(Bloomberg) -- A rally at the long end of the Treasury curve is stalling as U.S. 30-year yields struggle to break below critical levels ahead of key risk events this week.
Mounting concerns about global trade friction and emerging-market weakness have been driving investors toward the relative safety of Treasuries. The yield has nudged below its 200-day moving average a number of times over the past week, but it still hasn’t closed beneath it since January. On Monday, the rate once again edged below the average -- currently around 2.9683 percent -- before bouncing back above 2.98 percent in New York trading.

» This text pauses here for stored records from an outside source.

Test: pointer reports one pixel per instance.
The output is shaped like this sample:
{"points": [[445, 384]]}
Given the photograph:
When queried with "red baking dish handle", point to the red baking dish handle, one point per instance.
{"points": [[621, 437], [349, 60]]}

The market could also face technical headwinds from a so-called triple bottom, with the yield failing to push below 2.95 percent on three occasions since early April. This holiday-shortened week, which includes a crucial deadline for the U.S. to impose tariffs on Chinese imports, as well as the monthly American jobs report and minutes of the latest Federal Open Market Committee meeting, could prove pivotal in determining whether the rally can get additional steam.
“Combining trade tensions, flagging data, EM struggles, hints of a European twist, and volatility in global equities, it’s challenging to imagine the Treasury markets will drift sideways for very long,” BMO Capital Markets strategist Ian Lyngen wrote in a note Monday. “With this backdrop of risk-off drivers, we’re not particularly surprised to see 30-year yields flirting with several important technical levels.”
The move so far already represents a notable turnaround from mid-May, when long-bond yields rose to a three-year high of 3.2612 percent amid rising inflation expectations and building concern over swelling U.S. debt issuance. The maturity has since rallied, with the yield falling in five of the past six weeks.